3. Edutopia Video Resources on PBL
Edutopia has a rich trove of video resources on PBL, but searching for practice-related videos on PBL is not straightforward. One good starting place is the video series Five Keys to Rigorous Project-Based Learning. In addition, PBL is one of Edutopia’s six core strategies, and its Core Strategy Page: Project-based Learning, provides access to a video collection mid-page.
4. Models of Excellence: The Center for High Quality Student Work (Videos)
The site, run by EL Education and the Harvard Graduate School of Education, is a curated, open-source collection of exemplary student work of the type generated through PBL and includes print as well as video resources. This is the home of the Dancing Prince group critique video that demonstrates the thinking and actions surrounding rubrics that make them transformative. Also look for Austin’s Butterfly. For other inspiration, see the excellent FAQ page that helps guide you through the site.
This High Tech High site includes how-to videos, student videos, and “work in progress” videos. (Note: this video site exists alongside the High Tech High Project site. The HTH Project site doesn’t have videos but provides lots of project examples and tools. To see how rich this material can be for professional learning, see this NGLC MyWays analysis of a HTH project on Mayan culture using Whole Game Learning principles.)
6. The Teaching Channel’s Deeper Learning Video Series (and individual DL network sites)

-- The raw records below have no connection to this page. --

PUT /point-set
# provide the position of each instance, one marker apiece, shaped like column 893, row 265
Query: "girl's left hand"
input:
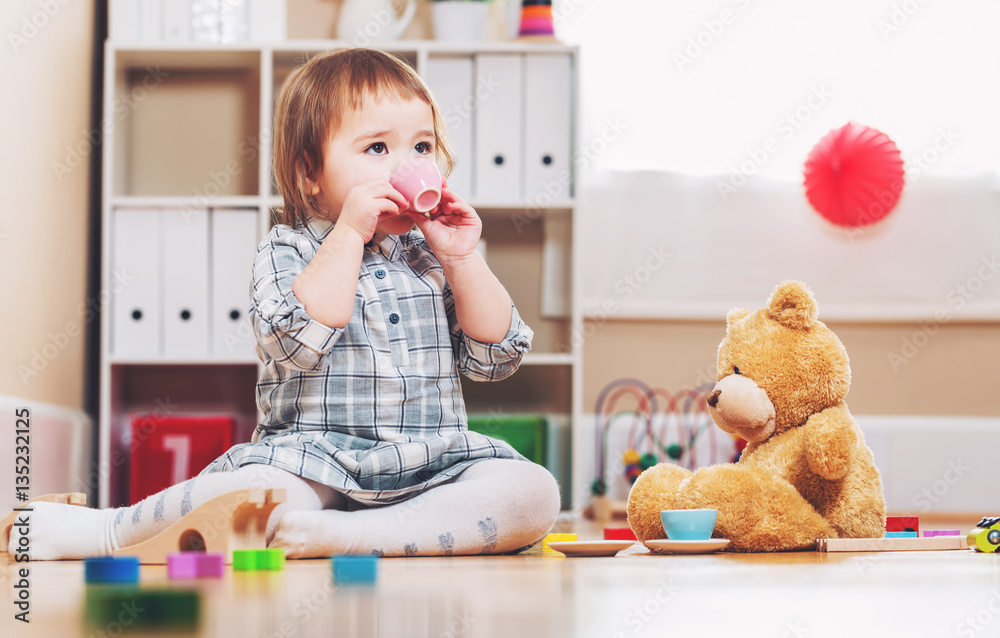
column 454, row 228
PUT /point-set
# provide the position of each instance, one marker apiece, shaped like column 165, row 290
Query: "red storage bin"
column 166, row 450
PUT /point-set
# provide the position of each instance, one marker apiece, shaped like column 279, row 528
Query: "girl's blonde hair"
column 311, row 105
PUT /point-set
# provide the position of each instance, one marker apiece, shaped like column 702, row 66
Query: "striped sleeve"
column 285, row 332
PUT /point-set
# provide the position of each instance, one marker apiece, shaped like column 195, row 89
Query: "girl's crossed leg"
column 494, row 506
column 70, row 531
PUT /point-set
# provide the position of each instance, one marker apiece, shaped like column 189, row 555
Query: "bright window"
column 709, row 88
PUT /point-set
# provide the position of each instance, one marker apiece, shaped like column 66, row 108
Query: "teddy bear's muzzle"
column 740, row 406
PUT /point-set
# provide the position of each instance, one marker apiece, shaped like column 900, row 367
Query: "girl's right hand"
column 368, row 203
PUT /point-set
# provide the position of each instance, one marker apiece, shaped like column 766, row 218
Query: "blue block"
column 123, row 569
column 354, row 570
column 900, row 534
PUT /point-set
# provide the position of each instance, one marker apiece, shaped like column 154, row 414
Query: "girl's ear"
column 309, row 185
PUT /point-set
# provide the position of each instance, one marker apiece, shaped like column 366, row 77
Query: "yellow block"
column 555, row 538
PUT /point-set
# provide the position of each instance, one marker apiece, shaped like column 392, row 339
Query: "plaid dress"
column 374, row 409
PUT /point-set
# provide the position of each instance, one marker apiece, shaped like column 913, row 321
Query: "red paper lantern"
column 854, row 175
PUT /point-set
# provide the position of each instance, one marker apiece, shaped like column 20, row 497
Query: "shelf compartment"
column 515, row 254
column 188, row 123
column 174, row 390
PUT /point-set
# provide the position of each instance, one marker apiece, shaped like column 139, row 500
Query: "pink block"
column 195, row 565
column 536, row 26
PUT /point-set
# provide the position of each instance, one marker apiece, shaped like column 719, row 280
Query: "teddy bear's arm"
column 831, row 437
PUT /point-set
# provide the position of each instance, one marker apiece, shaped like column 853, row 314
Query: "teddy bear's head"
column 777, row 366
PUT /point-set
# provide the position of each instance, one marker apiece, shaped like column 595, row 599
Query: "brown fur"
column 813, row 477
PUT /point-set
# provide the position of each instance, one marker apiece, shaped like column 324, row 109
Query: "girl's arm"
column 482, row 305
column 328, row 284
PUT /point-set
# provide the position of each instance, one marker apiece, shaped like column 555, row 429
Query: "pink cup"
column 419, row 181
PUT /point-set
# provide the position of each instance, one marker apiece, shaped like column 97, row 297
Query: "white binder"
column 185, row 283
column 151, row 20
column 547, row 125
column 123, row 20
column 134, row 281
column 451, row 81
column 234, row 247
column 499, row 113
column 176, row 21
column 267, row 20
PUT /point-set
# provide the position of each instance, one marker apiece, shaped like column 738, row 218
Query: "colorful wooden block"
column 123, row 569
column 619, row 534
column 272, row 559
column 902, row 524
column 151, row 609
column 355, row 570
column 557, row 538
column 182, row 565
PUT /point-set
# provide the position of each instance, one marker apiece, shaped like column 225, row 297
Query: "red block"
column 166, row 450
column 902, row 524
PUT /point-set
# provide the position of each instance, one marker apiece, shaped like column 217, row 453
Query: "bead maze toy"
column 985, row 536
column 228, row 522
column 69, row 498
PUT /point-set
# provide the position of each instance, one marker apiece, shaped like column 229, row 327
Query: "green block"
column 528, row 434
column 259, row 559
column 120, row 609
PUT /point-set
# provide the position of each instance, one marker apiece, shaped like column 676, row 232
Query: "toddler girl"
column 363, row 327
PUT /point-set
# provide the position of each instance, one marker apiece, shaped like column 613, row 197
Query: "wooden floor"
column 954, row 593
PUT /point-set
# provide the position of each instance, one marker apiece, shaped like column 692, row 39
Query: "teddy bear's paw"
column 758, row 512
column 654, row 490
column 786, row 531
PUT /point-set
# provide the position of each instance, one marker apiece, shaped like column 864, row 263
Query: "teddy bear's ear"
column 735, row 315
column 792, row 305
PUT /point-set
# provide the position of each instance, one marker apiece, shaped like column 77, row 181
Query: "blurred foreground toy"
column 182, row 565
column 985, row 537
column 259, row 560
column 107, row 570
column 355, row 570
column 118, row 608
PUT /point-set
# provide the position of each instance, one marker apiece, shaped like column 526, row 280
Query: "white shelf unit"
column 188, row 129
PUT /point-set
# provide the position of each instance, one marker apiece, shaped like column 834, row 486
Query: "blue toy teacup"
column 689, row 525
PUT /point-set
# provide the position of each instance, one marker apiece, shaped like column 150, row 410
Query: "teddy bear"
column 806, row 472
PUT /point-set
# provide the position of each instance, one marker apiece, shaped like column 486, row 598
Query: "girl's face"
column 372, row 142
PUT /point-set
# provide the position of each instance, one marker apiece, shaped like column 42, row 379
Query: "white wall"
column 45, row 61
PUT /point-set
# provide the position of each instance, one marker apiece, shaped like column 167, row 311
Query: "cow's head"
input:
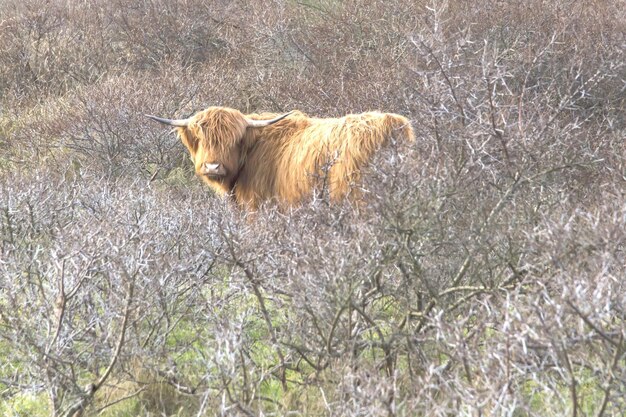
column 214, row 138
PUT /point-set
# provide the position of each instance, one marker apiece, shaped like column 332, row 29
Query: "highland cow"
column 260, row 157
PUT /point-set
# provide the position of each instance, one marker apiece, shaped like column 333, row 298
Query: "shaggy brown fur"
column 283, row 161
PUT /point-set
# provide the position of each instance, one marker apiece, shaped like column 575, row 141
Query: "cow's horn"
column 170, row 122
column 263, row 123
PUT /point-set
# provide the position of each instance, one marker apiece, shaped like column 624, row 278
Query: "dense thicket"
column 483, row 274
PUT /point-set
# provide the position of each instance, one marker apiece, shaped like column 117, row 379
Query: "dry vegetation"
column 484, row 276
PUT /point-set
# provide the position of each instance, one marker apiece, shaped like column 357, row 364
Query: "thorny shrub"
column 482, row 274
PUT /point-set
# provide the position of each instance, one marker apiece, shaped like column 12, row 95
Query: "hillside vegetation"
column 483, row 274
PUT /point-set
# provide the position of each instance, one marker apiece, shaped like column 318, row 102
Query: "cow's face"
column 214, row 138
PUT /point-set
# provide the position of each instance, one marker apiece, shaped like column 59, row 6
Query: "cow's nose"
column 212, row 169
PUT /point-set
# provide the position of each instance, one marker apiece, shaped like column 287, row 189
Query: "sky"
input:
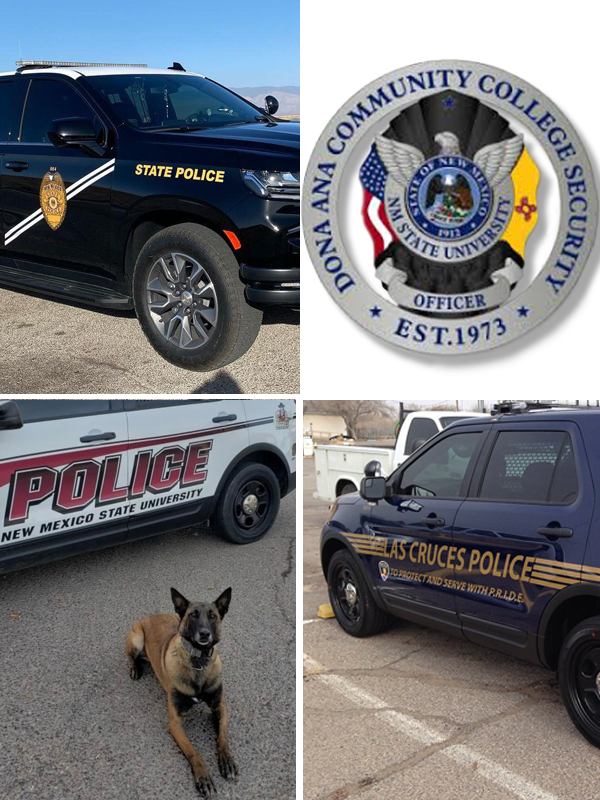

Co-developed with Hewlett’s Deeper Learning initiative, the videos in this series can be accessed by topic (authentic audience, self-directed learning, collaboration, etc.) or deeper learning school network: Asia Society, Big Picture, ConnectEd, EdVisions, Envision, EL Education, High Tech High, Internationals Network for Public Schools, New Tech Network, and New Visions for Public Schools.
However, several of the Deeper Learning models strong on PBL have more videos than featured in the Teaching Channel series, so for a more complete picture, see Envision Videos, EL Education Videos, New Tech Network Videos, and High Tech High Videos (#5 above).
7. Deep Dives into Envision and Expeditionary Learning Practices
For those interested in combining video and text to take deep dives into comprehensive PBL practice, or to dig deeper on specific practices you want to know more about, each of the following excellent books comes with a series of videos (on DVD/dedicated websites) embedded into their discussions of PBL and relevant student-engaged assessment practices:
Transforming Schools: Using Project-based Learning, Performance Assessment, and Common Core Standards, by Bob Lenz with Justin Wells and Sally Kingston. The text keys into 21 practice videos from Envision, covering topics from driving questions and teacher collaboration to project design, with heavy emphasis on portfolio preparation and defense.
Leaders of Their Own Learning: Transforming Schools Through Student-Engaged Assessment, by Ron Berger, Leah Rugen, and Libby Woodin. The DVD/web link with this title includes EL Education’s Core Practices in Action video series, covering 27 practices from students unpacking a learning target to students owning their own data, group critique lessons, and celebrations of learning.
This shared practice site from Two Rivers Public Charter School is rich in practice video. While Two Rivers is an EL school, it has also created its own series of 15 practice videos, illustrating everything from its approach to character and expanded outcomes to sharing/debriefing and critique of student work.